Smith-Miller said Witt frequently kicked her out of the house, became violent, and blamed her for business failures. She called their life together “the merry-go-round from hell.”

Kenneth Carp, a lawyer who spent 600 hours trying to straighten out the legal mess, said Witt long had a reputation for missing hearings. He would “champion causes” then drop the ball, Carp said. “From day one he would take people’s money and not show up.”

Early in 2011, Witt’s mental health problems forced him to close his practice for weeks.

He also was getting divorced, facing a series of bar complaints, and was under pressure because of his involvement in the bombing investigation, Smith-Miller said.

In 2013 it got even worse.

In June, Smith-Miller left with their children for Colorado.

In September, he arranged for a client to impersonate his mother to obtain a $100,000 line of credit backed by her house, and immediately took $60,000 of it. He confessed to his brother and mother that same day, then doctored documents to falsely claim the loan was canceled.

On Oct. 2, Missouri’s Office of Chief Disciplinary Counsel filed a complaint alleging Witt missed deadlines, failed to file documents, and didn’t reveal to clients that one of his employees was an ex-convict and disbarred attorney.

Two weeks later, he was arrested in the St. Louis area for DWI. Witt claimed he had been threatened earlier that day, and impaired by anti-anxiety pills.

That night, his mother went to police about the fraudulent loan.

A week after that, a St.
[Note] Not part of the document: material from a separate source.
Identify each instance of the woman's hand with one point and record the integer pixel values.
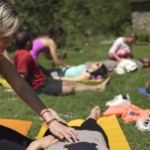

Louis County judge entered a nearly $1 million malpractice judgment against Witt and his office.

By Oct. 24, clients found his office in disarray, and called police. Investigators located him the next day at home near Creve Coeur.

But within five more days, he was gone.

His law license was suspended Dec. 2. Authorities noted that he had 58 open cases in Missouri courts and four in federal courts. Clients had been cast adrift.

In interviews, Witt said his motive to flee was simple: 2 1/2 years of threats and beatings by a man who felt Witt had wronged his mother, a client. The lawyer said he was threatened again on Oct. 28.

“Monday I had a gun to my head,” he explained. “Tuesday, I was out of there.”

The Post-Dispatch could not reach the man Witt named.

Whatever the reason, Witt said he flew to Chicago and then the Philippines, with little more than a pair of shorts, a pair of shoes, a notebook computer, a pen, and less than $4,000.

Unhappy there, Witt soon headed for Australia. He said he obtained credit cards and has no intent to pay the roughly $20,000 he put on them.

Witt said Smith-Miller, his one-time fiancee, was the only person who knew his whereabouts until he asked a lawyer to tell a federal prosecutor he was alive. Witt then told his ex-wife, and the high school friend.

He said he flew to the United Arab Emirates for the prospect of a job but became so worried about how an American ex-Marine would be received that he never left the airport. Then came several weeks in Jordan, followed by a move to Istanbul, via Lebanon, and more job searching. Discouraged, he flew to London, with just $40 left.

In England, Witt said, he lived on proceeds from sale of his laptop computer. His high school friend sent money for several nights at a hostel after Witt said he had spent one night under a highway bridge.

After three or four weeks, he was back in Istanbul about a possible job. People in a mosque took him in; the old friend paid for a hotel.

Witt asked Smith-Miller for money to flee Turkey, which led to a plan to meet in New York for the weekend. Witt said he was unaware he had been indicted. When he arrived March 7, FBI agents were waiting.

Witt was disbarred in June. He pleaded guilty of the federal charges July 25 and faces probably four or five years in prison when he is sentenced Oct. 16.

He insisted in a jailhouse interview days before his plea that he took no clients’ money for himself: it all went to his tormentor until he finally fled.

Witt told Smith-Miller that the loss of professional stature was the primary reason he left, although he also mentioned threats.

Carp said it made no sense for Witt to stick around so long if he and his children really were threatened. “Because if you’re in that much fear, you run,” he said, adding that if the kids are in jeopardy, “take them with you.”